A year after Forte became superintendent, the old church was closed as the park service began restoring it to its 1960s-era appearance. The process, which Forte oversaw, involved architects and historians, contractors and lawyers, church elders and King family members. They worried over the tiniest details, down to the shade of the mortar between the bricks.

Advertisement

Last Wednesday, Forte was walking across Auburn Avenue to show off the improvements. A former college sprinter, she moves with impeccably straight posture and cuts a commanding figure in her olive uniform and wide-brimmed ranger’s hat.
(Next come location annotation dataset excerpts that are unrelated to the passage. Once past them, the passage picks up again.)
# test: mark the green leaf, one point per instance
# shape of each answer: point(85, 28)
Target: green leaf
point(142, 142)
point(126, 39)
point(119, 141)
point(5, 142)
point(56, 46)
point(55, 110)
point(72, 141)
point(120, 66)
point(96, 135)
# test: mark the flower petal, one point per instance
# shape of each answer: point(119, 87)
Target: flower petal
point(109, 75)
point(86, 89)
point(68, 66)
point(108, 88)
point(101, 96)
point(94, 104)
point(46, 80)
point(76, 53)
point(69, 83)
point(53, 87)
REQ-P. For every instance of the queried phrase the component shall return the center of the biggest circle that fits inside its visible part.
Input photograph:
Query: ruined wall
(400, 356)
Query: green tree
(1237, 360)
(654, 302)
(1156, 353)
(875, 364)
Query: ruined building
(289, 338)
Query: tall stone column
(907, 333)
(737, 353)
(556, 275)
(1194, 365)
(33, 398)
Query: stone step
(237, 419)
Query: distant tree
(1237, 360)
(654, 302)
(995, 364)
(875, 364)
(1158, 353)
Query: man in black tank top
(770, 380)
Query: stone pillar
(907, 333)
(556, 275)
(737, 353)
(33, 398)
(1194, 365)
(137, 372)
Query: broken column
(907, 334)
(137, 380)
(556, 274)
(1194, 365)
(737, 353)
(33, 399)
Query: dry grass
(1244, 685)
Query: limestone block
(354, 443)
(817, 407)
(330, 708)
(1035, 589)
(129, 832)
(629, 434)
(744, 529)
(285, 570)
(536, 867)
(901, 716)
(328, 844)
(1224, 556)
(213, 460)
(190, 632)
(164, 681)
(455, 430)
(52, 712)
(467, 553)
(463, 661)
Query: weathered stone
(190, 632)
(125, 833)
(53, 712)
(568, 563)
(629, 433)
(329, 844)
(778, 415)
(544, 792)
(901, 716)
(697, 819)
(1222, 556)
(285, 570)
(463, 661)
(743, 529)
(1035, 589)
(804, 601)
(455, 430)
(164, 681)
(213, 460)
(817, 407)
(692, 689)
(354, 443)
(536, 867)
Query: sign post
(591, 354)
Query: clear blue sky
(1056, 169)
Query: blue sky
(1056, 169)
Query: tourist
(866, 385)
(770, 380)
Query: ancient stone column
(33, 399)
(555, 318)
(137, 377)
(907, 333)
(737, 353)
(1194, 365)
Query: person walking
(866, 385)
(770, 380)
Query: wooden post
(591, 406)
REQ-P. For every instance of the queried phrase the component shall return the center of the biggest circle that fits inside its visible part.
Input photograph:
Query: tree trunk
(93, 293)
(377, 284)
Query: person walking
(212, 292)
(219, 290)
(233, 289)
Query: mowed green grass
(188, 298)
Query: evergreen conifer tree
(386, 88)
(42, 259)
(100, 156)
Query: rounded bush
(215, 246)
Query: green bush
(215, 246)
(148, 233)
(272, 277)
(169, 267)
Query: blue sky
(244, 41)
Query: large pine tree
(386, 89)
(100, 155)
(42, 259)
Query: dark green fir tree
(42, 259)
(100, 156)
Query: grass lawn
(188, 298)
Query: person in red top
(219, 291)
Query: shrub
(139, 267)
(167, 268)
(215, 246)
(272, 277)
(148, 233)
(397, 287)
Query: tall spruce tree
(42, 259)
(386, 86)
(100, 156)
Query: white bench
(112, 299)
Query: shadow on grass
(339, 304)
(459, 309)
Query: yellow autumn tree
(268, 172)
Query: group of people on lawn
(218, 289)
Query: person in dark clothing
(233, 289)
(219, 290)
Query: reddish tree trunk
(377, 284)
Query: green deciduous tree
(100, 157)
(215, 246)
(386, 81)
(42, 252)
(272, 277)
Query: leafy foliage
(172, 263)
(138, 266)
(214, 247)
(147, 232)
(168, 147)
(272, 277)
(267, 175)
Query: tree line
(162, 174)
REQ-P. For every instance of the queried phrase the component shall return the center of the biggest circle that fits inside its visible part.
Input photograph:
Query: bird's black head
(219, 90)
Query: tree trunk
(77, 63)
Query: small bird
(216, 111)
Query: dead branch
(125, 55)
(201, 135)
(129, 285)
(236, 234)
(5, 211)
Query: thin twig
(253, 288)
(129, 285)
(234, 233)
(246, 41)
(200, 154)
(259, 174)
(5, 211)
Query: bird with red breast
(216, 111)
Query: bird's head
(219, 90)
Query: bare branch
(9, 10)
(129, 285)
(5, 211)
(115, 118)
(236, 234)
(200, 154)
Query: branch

As she stepped into the sanctuary, the hat came off, revealing a church-ready hairdo and a delicate pair of gold hoop earrings.

The changes she pointed to were subtle: The restoration of the walls to a historically accurate pale salmon hue. The removal of pew cushions that had been added after 1968. The repair of a leaking roof and a sagging balcony. It was as close as it would ever be to the way it had been.

The restored building reopened to the public in April. Forte’s parents attended a rededication ceremony. Beneath her computer monitor, she keeps a picture of the three of them that day, standing in front of the old building. Her father is outfitted with a portable oxygen tank. He died five months later.

“He was so proud of Judy,” Deputy Supt. Anthony Stennis said. “You could see it in his face.”

On Monday, Forte expects the restoration job to be on display for the largest crowd yet. For the old foot soldiers, there is now an elevator — ahistoric, perhaps, but necessary.

Advertisement

For the children, King’s recorded voice will ring out across the pews — filling in, perhaps, the lines on their coloring book pages.